Birleşmiş Milletler’in (BM) 2012 yılında aldığı bir kararla, kız çocuklarının cinsiyetlerinden ötürü maruz kaldıkları ayrımcılık konusunda farkındalığın artırılması için 11 Ekim Dünya Kız Çocukları Günü ilan edildi.
BM 1981'de ‘Kadınlara Karşı Her Türlü Ayrımcılığın Önlenmesi Sözleşmesi'ni (CEDAW), 1 Ağustos 2014’te Türkiye’de resmen yürürlüğe giren İstanbul Sözleşmesi gibi uluslararası sözleşmeleri de imzalamıştı. Ama sorunların kökten çözümü için kayda değer bir ilerleme kaydedildi mi?
11 Ekim Dünya Kız Çocukları Günü, her yıl olduğu gibi bu yıl da dünyanın her yerinde resmi ideolojinin gölgesinde kutlama havasında çeşitli etkinliklerle anılacak.
Ancak somut sonuçları hemen görülmese de kız çocuklarının bilinçlendirilmesi açısından bu etkinlikleri hafife almak doğru olmaz.
Nitekim 20 Mart 2021’de Türkiye’nin İstanbul Sözleşmesi’nden çekildiğini duyurması da hatadır.
Kadınlar, çocuk yaşta cinsiyet ayrımcılığıyla karşılaşıyorlar. Milyonlarca kız çocuğu daha oyun çağındayken sanki yetişkinmiş gibi ucuz emek gücü olarak görülüyor; aile içinde ev işleri ve çocuk bakımından sorumlu tutuluyor; beterin beteri erken evliliğe ve anne olmaya yönlendiriliyorlar.

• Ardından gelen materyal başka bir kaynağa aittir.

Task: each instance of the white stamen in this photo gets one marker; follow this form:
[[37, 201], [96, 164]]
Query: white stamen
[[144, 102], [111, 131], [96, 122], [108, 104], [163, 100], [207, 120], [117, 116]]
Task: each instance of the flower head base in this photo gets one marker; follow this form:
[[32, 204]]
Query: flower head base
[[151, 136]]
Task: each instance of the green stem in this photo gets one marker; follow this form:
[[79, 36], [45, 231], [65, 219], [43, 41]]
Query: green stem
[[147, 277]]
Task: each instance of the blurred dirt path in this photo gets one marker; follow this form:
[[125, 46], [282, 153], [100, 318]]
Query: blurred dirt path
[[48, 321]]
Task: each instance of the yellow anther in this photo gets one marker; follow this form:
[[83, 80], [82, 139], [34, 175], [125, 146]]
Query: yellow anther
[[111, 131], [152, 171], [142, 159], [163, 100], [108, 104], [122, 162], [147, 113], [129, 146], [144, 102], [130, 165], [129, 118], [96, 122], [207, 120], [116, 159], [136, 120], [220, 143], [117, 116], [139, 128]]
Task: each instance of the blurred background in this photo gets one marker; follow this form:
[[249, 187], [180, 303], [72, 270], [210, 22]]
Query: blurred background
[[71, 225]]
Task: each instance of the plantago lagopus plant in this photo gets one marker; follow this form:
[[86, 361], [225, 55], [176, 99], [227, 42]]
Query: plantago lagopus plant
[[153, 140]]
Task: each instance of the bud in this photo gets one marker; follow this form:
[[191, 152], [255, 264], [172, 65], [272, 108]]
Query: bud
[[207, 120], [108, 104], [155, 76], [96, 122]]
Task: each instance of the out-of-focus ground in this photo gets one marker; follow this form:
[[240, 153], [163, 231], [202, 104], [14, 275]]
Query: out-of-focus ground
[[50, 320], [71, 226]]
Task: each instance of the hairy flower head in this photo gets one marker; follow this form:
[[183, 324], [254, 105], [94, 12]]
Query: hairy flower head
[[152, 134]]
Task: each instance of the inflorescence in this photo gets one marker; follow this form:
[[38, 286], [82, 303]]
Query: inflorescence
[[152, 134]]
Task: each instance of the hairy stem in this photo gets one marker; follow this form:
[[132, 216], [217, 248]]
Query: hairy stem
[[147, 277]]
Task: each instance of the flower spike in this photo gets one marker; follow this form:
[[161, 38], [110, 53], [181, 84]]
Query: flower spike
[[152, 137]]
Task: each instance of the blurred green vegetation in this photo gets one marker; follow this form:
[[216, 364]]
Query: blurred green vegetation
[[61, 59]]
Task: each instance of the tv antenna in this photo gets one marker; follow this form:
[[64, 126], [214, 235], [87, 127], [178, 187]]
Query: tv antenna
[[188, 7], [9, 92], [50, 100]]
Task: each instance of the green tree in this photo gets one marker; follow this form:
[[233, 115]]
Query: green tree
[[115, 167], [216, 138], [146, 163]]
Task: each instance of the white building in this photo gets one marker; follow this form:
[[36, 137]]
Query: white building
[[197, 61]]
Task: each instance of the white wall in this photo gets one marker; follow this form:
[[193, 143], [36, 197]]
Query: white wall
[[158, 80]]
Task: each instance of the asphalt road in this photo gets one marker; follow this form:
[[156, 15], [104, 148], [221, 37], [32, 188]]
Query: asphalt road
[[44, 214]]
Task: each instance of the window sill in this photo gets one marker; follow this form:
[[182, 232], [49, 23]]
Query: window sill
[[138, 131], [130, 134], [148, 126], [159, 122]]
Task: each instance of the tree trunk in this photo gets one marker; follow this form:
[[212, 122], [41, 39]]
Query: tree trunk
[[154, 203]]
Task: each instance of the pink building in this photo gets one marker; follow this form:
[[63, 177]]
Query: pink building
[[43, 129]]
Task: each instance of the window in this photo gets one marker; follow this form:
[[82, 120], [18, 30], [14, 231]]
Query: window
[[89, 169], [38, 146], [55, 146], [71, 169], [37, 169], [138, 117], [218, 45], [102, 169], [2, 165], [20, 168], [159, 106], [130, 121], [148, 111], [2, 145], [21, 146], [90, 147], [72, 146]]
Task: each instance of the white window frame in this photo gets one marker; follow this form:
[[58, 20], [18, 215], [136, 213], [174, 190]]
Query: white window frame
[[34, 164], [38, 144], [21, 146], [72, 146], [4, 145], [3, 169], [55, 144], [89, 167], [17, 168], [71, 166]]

Kız çocuğu olmak bu mudur? Dünya susuyor. Üstelik yaşları nedeniyle cinsiyet ayrımcılığına, şiddete en açık kesim kız çocukları.
Ama dünyanın bugünkü siyasal ikliminde kadın sorunları genel tarafından yutuluyor.
"Üzüm üzüme baka baka kararır" hesabı, dünya devletleri siyasi hesapları peşinde, neoliberal politikalarla cebelleşirken, ağız birliği etmişcesine kolay lokma olarak gördükleri kadınlara daha küçücükken kancayı takıyorlar.
Uzağa gitmeye gerek yok, örneğin bizde ‘karma eğitim’den kız öğrencileri dışlamak da ne demek? Devlet bu tür uygulamalarıyla kız çocuğuna bakışını ortaya koyuyor; belli ki bunun devamı da gelecektir.
Hak aramanın yoluysa “eşit yurttaşlık” hakkına direnmekten geçer. Kitap okumaya zaman ayırmak, bunun ilk adımıdır . Düşünsel merak kitaplarla filizlenir. 11 Ekim anma etkinliklerinde ebeveyn ve eğitimciler olarak bize düşen kız ve erkek çocuklarımızı kendilerini tanımalarına yardımcı olabilecek kitaplarla buluşturmaktır.
Öyle kitaplar vardır ki, satırların altı kalemle çizilerek okunmayı hak eder. İşte günümüz okurunun da dikkatinden kaçmayan “Anna Frank’ın Hatıra Defteri” (1) Nazi dönemine ait bir belgedir ama (2) “ edebiyat dünyasında da yankı uyandırması , aynı zamanda ‘söz’ün gücünü göstermesi açısından yazılı anlatımın zaferidir.’
Anna’ya saklandığı yerde olup bitenleri hatıra defterine kaydetme kararını aldıran, sürgündeki Hollanda eğitim bakanının Londra radyosunda yaptığı konuşmada, “Hollanda halkı Alman işgali sırasında çektikleri acıları kaydedip, biriktirip savaştan sonra yayınlamak zorundadır.” sözleridir. Anna, 13- 15 yaşları arasında ( 12.6.1942- 1.8.1944 ) tuttuğu ve kız arkadaşım “Kitty” dediği hatıra defterine savaşın dehşetini çocuk gözüyle kaydetmişti. Bunda zor koşullara karşın yaşamdan kopmamasının rolü büyüktü.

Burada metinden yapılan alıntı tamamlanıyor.